Simon is the most mystical character in the novel, and, like most spiritualists, finds peace and solace in the beauty of the natural world. In fact, he must periodically return to nature in order to clear his head and maintain the clear perspective he holds. In a poignant encounter with nature in chapter three, Simon experiences an epiphany:
Simon dropped the screen of leaves back into place. The slope of the bars of honey-colored sunlight decreased; they slid up the bushes, passed over the green candle-like buds, moved up toward the canopy, and darkness thickened under the trees. With the fading of the light the riotous colors died and the heat and urgency cooled away. The candle-buds stirred, their green sepals drew back a little and the white tips of the flowers rose delicately to meet the open air.

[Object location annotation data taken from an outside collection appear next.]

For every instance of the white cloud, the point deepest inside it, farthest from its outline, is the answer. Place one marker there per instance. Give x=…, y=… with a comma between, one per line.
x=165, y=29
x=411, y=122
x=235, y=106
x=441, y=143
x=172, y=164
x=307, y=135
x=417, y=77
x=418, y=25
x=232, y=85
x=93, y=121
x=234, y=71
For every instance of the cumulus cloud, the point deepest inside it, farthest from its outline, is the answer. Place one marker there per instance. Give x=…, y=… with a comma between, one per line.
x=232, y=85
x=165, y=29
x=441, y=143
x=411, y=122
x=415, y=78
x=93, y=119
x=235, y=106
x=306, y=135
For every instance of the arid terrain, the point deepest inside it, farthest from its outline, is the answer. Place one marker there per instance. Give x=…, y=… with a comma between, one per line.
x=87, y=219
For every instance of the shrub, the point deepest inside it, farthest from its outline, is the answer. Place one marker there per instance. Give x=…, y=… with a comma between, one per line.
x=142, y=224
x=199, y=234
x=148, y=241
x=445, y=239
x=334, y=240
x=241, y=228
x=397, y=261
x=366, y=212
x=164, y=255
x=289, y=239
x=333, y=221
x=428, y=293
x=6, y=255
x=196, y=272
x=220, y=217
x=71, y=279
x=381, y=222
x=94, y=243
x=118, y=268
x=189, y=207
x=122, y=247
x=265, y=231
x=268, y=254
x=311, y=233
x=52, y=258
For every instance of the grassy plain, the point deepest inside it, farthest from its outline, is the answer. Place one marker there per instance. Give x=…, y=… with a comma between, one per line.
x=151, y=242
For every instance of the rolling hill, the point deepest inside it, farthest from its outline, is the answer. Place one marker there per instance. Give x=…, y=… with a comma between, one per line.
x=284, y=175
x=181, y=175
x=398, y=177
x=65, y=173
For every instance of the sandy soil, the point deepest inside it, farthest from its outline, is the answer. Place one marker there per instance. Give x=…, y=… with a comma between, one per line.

Now the sunlight had lifted clear of the open space and withdrawn from the sky. Darkness poured out, submerging the ways between the trees till they were dim and strange as the bottom of the sea. The candle-buds opened their wide white flowers glimmering under the light that pricked down from the first stars. Their scent spilled out into the air and took possession of the island.
Simon is often described as a Jesus figure, and here he seems very druidic. Simon's description seems to link the divine with the earthly, making them inseperable and one and the same thing. Simon is a visionary and mystic. This is just one example of his realization that we are all connected, all of the same divine spark.